Kelly: Traditional insights processes don’t return information fast enough to match the pace of change. In many cases, they’re unnecessarily expensive, laden with consulting and human labor costs that can largely be automated. Because of this time and expense, it means that businesses risk making blind decisions rather than confident decisions that come with constant connection to their key audiences. Automated workflows deliver a more comprehensive, current, and actionable view of customer needs than traditional processes can.

In addition, technology adoption improves decision making with multiple sources of data. Combining existing behavioral data with insights data (like surveys and focus groups) gives business a comprehensive view of shifts in preferences, seamlessly rooted in real-world data. This is a big shift in research practices, which have traditionally not connected behavioral and survey data to produce insights.

Drenik: Research can help businesses make more data-driven decisions. However, the market research industry has a reputation for being slower and more programmatic. How can businesses elevate their research teams to be more dynamic to current consumer interest?

Kelly: Market research should not be confined to a specialized team. Distributing research responsibilities across departments empowers all members of an organization to conduct their research, analyze results, and make data-driven decisions, rather than relying solely on market research teams. Avant-garde insights organizations work to empower their stakeholders in brand, marketing, finance, customer support, and product with access to solutions that allow them to instigate and analyze research projects.

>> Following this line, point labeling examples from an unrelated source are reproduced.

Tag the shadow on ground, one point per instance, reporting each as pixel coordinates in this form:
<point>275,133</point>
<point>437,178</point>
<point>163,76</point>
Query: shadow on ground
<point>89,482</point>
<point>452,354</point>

Democratizing data access promotes collaboration and innovation, leading to actionable research that enables near-real-time decision-making in alignment with customer preferences.

Drenik: What are the biggest challenges facing market researchers in 2023? Will these challenges continue beyond this current period of volatility?

Kelly: There is ever-growing pressure to stay ahead of customer preferences. In a rapidly shifting world, preferences are evolving faster than ever before. Insights teams cannot rely on traditional techniques to generate insights that move at the pace of modern business. A shift has to happen for them to remain relevant and successful.

Our current period of volatility is a reflection of greater volatility overall. If we look back at the past 30 years, there’s never really been a time where the world sat still. Between economic volatility, deglobalization, advancements in AI, and other, unforeseen changes, I think researchers will continue to be pressed to deliver insights at a faster, more efficient cadence for a long time.

Drenik: Thank you, Rick, for sharing your unique perspective and insights.